Born in Canada in 1948, David left his job as a government official in 1996 to work full-time on HIV/AIDS issues. A few years later he was made Executive Director of the Canadian AIDS Society; he also served as Managing Editor of the HIV/AIDS Policy & Law Review.
David and I met via email correspondence in 2003, a few months after I founded Aidspan and its GFO newsletter. I had written to him about something he had published that I disagreed with; he replied in a very civilised way; and as the conversation developed, it became clear that he knew a huge amount about AIDS, and that he was a superb (and speedy) researcher and writer.
I proposed that he start writing for Aidspan on a part-time basis, and the rest is history.
The work relationship that David and I developed was most unusual. David was based in Canada and then moved to Thailand. I was based in New York and then moved to Kenya. The number of occasions on which we met in person was no more than half a dozen.
Neither of us was much of a telephone person; we were email people. Each of us wrote around 10,000 emails to the other between 2004 and my retirement in 2012 – sometimes in a conversation that went back and forth several times in a day. “Have you heard about X?” “Yep; it’s interesting.” “Why don’t you spend a few hours looking into it?” “OK, done. Here are the key things I found out.” “Great. Could you draft an article focusing on the first three points you mention?” “Sure. But I may not be able to finish it until tomorrow morning.” “I forgive you.”
David did not take kindly to bosses; but then, neither did I. Indeed, he was a bit of an odd duck. But then, so was I. I think he dreamed in bullet points. Me too. He worshipped tight clear writing. Again, me too.

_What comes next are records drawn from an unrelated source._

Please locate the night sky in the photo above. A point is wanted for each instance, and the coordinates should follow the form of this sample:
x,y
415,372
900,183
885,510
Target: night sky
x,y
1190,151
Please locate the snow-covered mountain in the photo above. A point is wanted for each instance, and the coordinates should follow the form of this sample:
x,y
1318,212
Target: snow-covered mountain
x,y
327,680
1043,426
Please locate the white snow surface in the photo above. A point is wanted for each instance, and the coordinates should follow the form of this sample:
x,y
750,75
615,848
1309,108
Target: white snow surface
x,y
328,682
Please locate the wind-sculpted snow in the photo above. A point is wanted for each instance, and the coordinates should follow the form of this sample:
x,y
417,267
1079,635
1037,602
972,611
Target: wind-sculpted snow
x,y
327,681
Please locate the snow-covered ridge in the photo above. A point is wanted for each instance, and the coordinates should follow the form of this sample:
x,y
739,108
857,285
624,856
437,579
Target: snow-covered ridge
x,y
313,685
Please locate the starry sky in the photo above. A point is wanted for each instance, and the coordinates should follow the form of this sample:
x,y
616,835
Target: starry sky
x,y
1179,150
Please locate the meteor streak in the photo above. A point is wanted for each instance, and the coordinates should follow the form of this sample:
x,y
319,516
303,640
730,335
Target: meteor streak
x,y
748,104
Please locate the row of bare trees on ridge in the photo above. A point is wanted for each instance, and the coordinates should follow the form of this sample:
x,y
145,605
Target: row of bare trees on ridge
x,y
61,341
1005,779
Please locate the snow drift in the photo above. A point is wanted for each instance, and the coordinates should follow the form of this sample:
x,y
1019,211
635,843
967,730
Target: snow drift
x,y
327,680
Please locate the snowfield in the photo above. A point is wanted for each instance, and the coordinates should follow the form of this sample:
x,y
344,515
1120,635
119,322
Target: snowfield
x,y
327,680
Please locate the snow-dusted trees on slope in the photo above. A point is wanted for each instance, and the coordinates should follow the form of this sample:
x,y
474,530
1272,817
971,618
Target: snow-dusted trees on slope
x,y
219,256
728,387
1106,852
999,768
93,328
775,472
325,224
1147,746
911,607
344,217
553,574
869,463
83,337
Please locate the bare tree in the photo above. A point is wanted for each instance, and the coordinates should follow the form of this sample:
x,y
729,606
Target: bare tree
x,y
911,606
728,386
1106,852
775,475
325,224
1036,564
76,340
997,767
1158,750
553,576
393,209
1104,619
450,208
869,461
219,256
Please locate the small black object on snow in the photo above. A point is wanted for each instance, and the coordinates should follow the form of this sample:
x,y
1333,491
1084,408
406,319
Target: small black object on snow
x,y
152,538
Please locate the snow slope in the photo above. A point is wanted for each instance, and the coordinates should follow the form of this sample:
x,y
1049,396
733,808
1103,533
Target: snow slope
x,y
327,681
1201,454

Of course, when similar people try to work together, it sometimes happens that each tries to dominate the other, leading to endless friction. But we never had that problem, or any other. As Aidspan grew, I had less and less time to write articles. Meanwhile, David had zero interest in managing others, in going to meetings, or in raising funds. It was a work relationship made in heaven. Furthermore, David had a wicked and dry sense of humour, which he revealed only occasionally, often in the middle of some dry technical email exchange. The surprise made it all the funnier.
The Global Fund raises and disburses money that has saved millions of lives. I truly believe that David’s work, in which on countless occasions he helped Global Fund applicants and recipients to understand the Fund better, played a key role in this. I told him, in my last of 10,000 emails, that this was so and that he should be proud of it.